A new blog on Planet GNOME often means an old necropost for us residents of the future to admire.
I, too, bought a custom keyboard from WASD. It is quite nice to be able to customize the printing using an SVG file. Yes, my keyboard has GNOME feet on the super keys, and a Dvorak layout, and, oh yes, Cantarell font. Yes, Cantarell was silly, and yes, it means bad kerning, but it is kind of cool to know I’m probably the only person on the planet to have a Cantarell keyboard.
It was nice for a little under one year. Then I noticed that the UV printing on some of the keys was beginning to wear off. WASD lets you purchase individual keycaps at a reasonable price, and I availed myself of that option for a couple keys that needed it, and then a couple more. But now some of the replacement keycaps need to be replaced, and I’ve owned the keyboard for just over a year and a half. It only makes sense to purchase a product this expensive if it’s going to last.

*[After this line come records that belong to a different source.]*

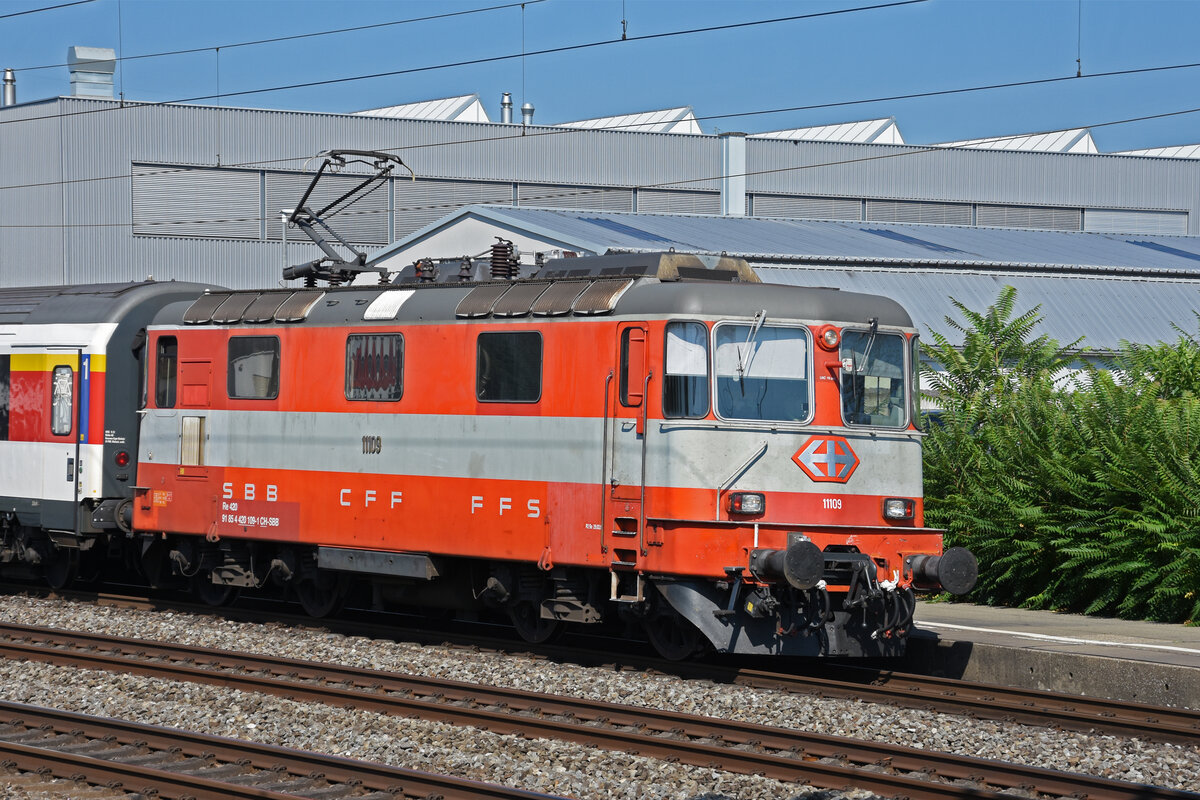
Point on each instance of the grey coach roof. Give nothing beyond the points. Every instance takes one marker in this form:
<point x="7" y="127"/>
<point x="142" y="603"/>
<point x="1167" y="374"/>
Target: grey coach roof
<point x="1103" y="287"/>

I discovered that MAX Keyboard offers custom keyboard printing using SVG files, and their keycaps are compatible with WASD. I guess it’s a clone of WASD’s service, because I’ve never heard of MAX before, but I don’t actually know which came first. Anyway, you can buy just the keycaps without the keyboard, for a reasonable price. But they apparently use a UV printing process, which is what WASD does, so I have no clue if MAX will hold up any better or not. I decided not to purchase it. (At least, not now. Who knows what silly things I might do in the future.) Instead, I purchased a blank PBT keycap set from them. It arrived yesterday, and it seems nice. It’s a slightly different shade of black than WASD’s keycaps, but that’s OK. Hopefully these will hold up better, and I won’t need to replace the entire keyboard. And hopefully I don’t find I need to look at the keys to find special characters or irregularly-used functions like PrintScreen and media keys. We’ll see.